Gene expression and protein biology

Question 1

structure of gene

Answer 1

Gene: the unit of inheritance. Genes encode the information for making proteins.

Genome: sequence of all the DNA in an organism (genes + non-protein coding regions)

Question 2

process of transcription

Answer 2

mRNA catalysed by RNA polymerases
Error rate of one mistake every 104 nucleotides

Initiation

• RNApolymerase II binds the start of a gene
  DNA strands separate
  Elongation

-RNA strand grows – transcription bubble
Termination

-RNApolymerase II dissociates

Question 3

transcription factors

Answer 3

Transcription factors (TFs) are proteins bind to short but VERY specific sequences of DNA (TATA box)

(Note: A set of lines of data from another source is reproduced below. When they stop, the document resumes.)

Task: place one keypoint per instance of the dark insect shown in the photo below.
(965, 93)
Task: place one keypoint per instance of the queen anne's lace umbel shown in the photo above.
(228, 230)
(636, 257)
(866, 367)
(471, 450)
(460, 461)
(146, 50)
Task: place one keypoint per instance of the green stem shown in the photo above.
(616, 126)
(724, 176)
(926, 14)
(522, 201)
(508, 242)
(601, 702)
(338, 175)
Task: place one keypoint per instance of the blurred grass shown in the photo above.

TFs affect rate of transcription (positively or negatively)

Turn genes “on” or “off”
“activators” or “repressors”

Basal TFs promote the binding of RNApolymerase II (general TF complex)

Question 4

clinical significance of transcription factors

Answer 4

Mutation in TATA box
β-globin (HBB) gene promoter mutation
mRNA sequence and protein structure unchanged, amount of mRNA made is reduced
Thalassaemia (severe anaemia)

Mutation to transcription factor
A p53 gene mutation occurs in ~50% of skin cancers
Disrupts the normal cell cycle

Question 5

enhancers and silencers

Answer 5

TFs affect rate of transcription
TF binding results in low basal levels of transcription

Turning gene transcription ‘on’ with TFs can be boosted by TF binding to ‘enhancers’ OR prevented by ‘silencers’

Question 6

activator and repressor transcription factors

Answer 6

TFs are extremely specific

Basal TFs allow for expression of a gene at low, baseline level

Activator TFs increase gene expression and repressor TFs reduce gene expression

Enhancers and silencers are DNA regions that TFs bind to, to enhance or silence gene expression

These can be upstream, downstream, close or very far away in the genetic code

Question 7

closed and open DNA

Answer 7

DNA is not always accessible to TFs
Proteins called histones bind DNA and form larger nucleosomes
Wrapped up closed DNA

Question 8

Constitutive gene expression

Answer 8

Genes which are expressed in all cells, all the time, at about the same level
Housekeeping genes: maintain basic cell function
- have a constitutive promoter

Question 9

inducible gene expression

Answer 9

Genes which are
only expressed in certain tissues or cells
only expressed at certain times

Question 10

locus control regions

Answer 10

-Open chromatin spanning several genes
Example: Globin genes (involved in producing haemoglobin)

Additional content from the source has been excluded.